I have conducted and participated in Chief searches for more than 15 years and I have never agreed to have applications out of a controlled environment. It violates the most fundamental principles of personnel practices. I want it to be clear that I had no problem with the Board changing the scoring matrix, but with the decision to have the applications withdrawn from a controlled environment which was unacceptable. Furthermore, it is always our practice to present the top candidates (based on the Board’s criteria) to the Board, recognizing that the Board can choose to interview other candidates.
In a letter dated July 18, 2005 sent to Ken Willard I outlined the procedures that NASBE uses in conducting a chief search. Under the outline of NASBE activities, among other things it states NASBE will:
Conduct an initial evaluation of the applicants benchmarked against the criteria identified by the Board [this resulted in the seven candidates presented to the Board].
Meet with the Board to present applications and information pertinent to the Board’s selection process, Act as a facilitator in assisting the Board in identifying its top candidates.”
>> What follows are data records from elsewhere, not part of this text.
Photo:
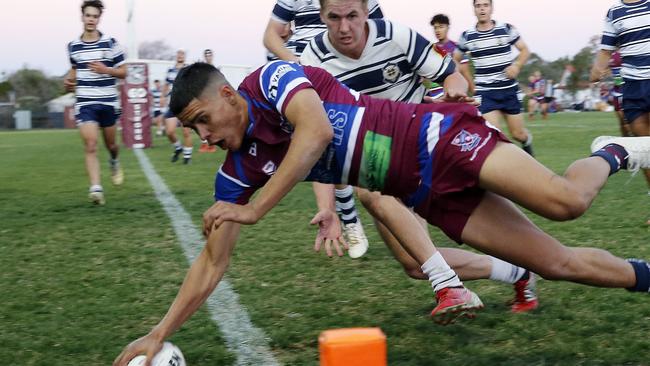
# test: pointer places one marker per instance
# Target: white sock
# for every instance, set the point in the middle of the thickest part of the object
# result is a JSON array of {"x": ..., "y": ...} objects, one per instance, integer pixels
[
  {"x": 505, "y": 272},
  {"x": 439, "y": 273},
  {"x": 96, "y": 188}
]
I reluctantly decided not to send letters to the applicants apologizing for the irregularity of having multiple copies of their applications out of NASBE’s control because I thought it could have reflected negatively on the Board. Likewise I framed our letter of withdrawal in a way that I had hoped would also not reflect negatively on the Board. I was deeply disappointed then to be disparaged in the press and not treated with the mutual respect I extended to the Board.
Never the less, I take responsibility because I did deviate from the process by not meeting with the entire Board in advance to fully explain the process. Had I done that and been told that the Board would not accept NASBE’s process I would have declined to enter into an agreement with the Board. The process we used has resulted in the selection of some of the nation’s best chief state school officers, and I stand behind it.
Brenda Lilenthan Welburn (signed)
Executive Director (NASBE)
The incompetence of this Board is stunning.
In an editorial last Sunday, the Journal World noted that the Board’s objection was that NASBE was emphasizing educational experience over “business, civic and political skills.”
The editors rightly note that there is “entirely too much politics in the state board already.”